The Unfinished Afghan

     My Aunt Rose was a knitter.  I called her Aunt Rose because my parents had been best friends with Rose and Don before I was born.  I grew up calling them Aunt and Uncle.  We spent many weekends together during my childhood hiking and skiing together.  Rose and Don had three children and there were three children in my family.  The six of us kids got along, and we loved having this extended family.

     It was Aunt Rose who called my mother every morning after my Dad died to check on her.  They would chat and talk about their knitting.  They even did a knit along together, just the two of them.  They knit the Great American Aran Afghan.  My mother knit hers in a light green and Rose made her in a deep red.  Each square had a unique set of challenges and they helped each other figure out the difficult stitches. 

    Rose was knitting an afghan for her oldest granddaughter, Christine when she found out she had pancreatic cancer.  She was a little over halfway done when she died.  Rose’s daughter shipped the Afghan off to my mother in hopes that she might be able to finish it but it stayed in the bag. I asked my mother about the afghan when I was visiting her.  She got it out and it made us both very sad.  I couldn’t stand the thought of Christine not getting this gift from her grandmother.  I treasure the afghan from my grandmother.

     I took the afghan home.  When I got it out, I saw that Aunt Rose had kept careful track of her pattern rows.  The afghan was a brown wool and had a diamond stitch pattern.  Meticulous pencil marks in a little notebook stuck in her knitting bag guided me to the exact spot where she had left off.  The pattern was fairly easy, but I hesitated.  How would Christine know what her grandmother had knit and what I had knit?  Did it matter?

     It did to me.  I would want to be able to touch the stitches and know what my grandmother had done so I started knitting a different pattern.  I stayed with it until it was the size the pattern had designated.  I shipped it off to Christine’s mother who gave it to her daughter for her college graduation. 

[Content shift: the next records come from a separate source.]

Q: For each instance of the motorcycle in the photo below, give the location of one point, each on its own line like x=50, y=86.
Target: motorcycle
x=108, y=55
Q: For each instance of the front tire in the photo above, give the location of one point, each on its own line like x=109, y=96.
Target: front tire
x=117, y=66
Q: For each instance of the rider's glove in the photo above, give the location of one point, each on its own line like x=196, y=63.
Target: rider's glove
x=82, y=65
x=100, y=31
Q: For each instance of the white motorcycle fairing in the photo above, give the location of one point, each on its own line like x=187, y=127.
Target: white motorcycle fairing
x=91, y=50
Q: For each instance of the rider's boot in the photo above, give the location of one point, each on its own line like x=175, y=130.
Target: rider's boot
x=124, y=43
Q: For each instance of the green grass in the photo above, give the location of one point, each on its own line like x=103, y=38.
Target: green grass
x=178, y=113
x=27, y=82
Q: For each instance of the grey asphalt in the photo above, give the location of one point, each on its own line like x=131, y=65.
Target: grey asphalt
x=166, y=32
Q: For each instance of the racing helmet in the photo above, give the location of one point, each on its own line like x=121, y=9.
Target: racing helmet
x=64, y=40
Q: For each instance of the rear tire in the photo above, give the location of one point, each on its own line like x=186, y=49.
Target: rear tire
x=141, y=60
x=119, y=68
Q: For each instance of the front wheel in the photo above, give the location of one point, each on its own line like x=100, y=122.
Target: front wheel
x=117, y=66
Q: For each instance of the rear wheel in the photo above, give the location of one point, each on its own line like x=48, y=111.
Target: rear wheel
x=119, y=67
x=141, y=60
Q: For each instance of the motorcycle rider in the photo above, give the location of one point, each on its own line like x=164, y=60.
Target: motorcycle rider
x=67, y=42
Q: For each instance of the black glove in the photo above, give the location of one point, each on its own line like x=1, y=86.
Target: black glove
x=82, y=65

     Christine wrote me a note that I still have expressing her appreciation for the decision to knit a different pattern.  She can physically touch the stitches that her grandmother knit just for her.  She will always treasure that last gift from her grandmother.

     Aunt Rose is gone but the love she put into each of those stitches is still present.  Christine may no longer be able to hear her grandmother tell her I love you but her grandmother’s love is still tangible and transcends time and space through her knitting.

     As we sit and pray with our knitting, as we feel the softness of the yarn, the polished needles creating the stitches, we can think about the love that is available to us from God and how each stitch creates a fabric that can warm and comfort those we love.  As knitters, we make love tangible.

Project Update: Pattern Rows 3-10 of Pattern 56 from the Japanese Stitch Bible.

Published by Julie Cicora

I'm an Episcopal Priest that loves using knitting as a spiritual discipline.

4 thoughts on “The Unfinished Afghan

  1. The posts about knitting connecting us to people in ours lives have touched my heart. I began Lent knitting a cowl from beautiful green silk yarn given to me by a friend. As I was sitting down to knit and pray last week, the phone rang. It was my best friend calling to tell me that her husband was very ill and was getting worse. Our families have been close friends for years. They live in another state and we have been unable to get together since the pandemic began. After crying with my friend on the phone, the call ended and I felt empty and frustrated that I could not be with my friends.
    In that moment, the 2 previous posts about mittens came to mind. I put the cowl away and decided to make my friend “prayer mittens” with the warmest, softest yarn I have.
    The mittens are progressing day by day. I pray, reflect and give thanks for my dear friend while I’m knitting. I think about all of the wonderful memories we have. When her husband passes, I too will call her each day.
    I will eventually finish the beautiful green cowl. Perhaps it will be next year’s Lenten project.

    Like

    1. what a lovely gift you are giving your friend — both the prayer mittens and all the prayers that are ‘going into’ the mittens.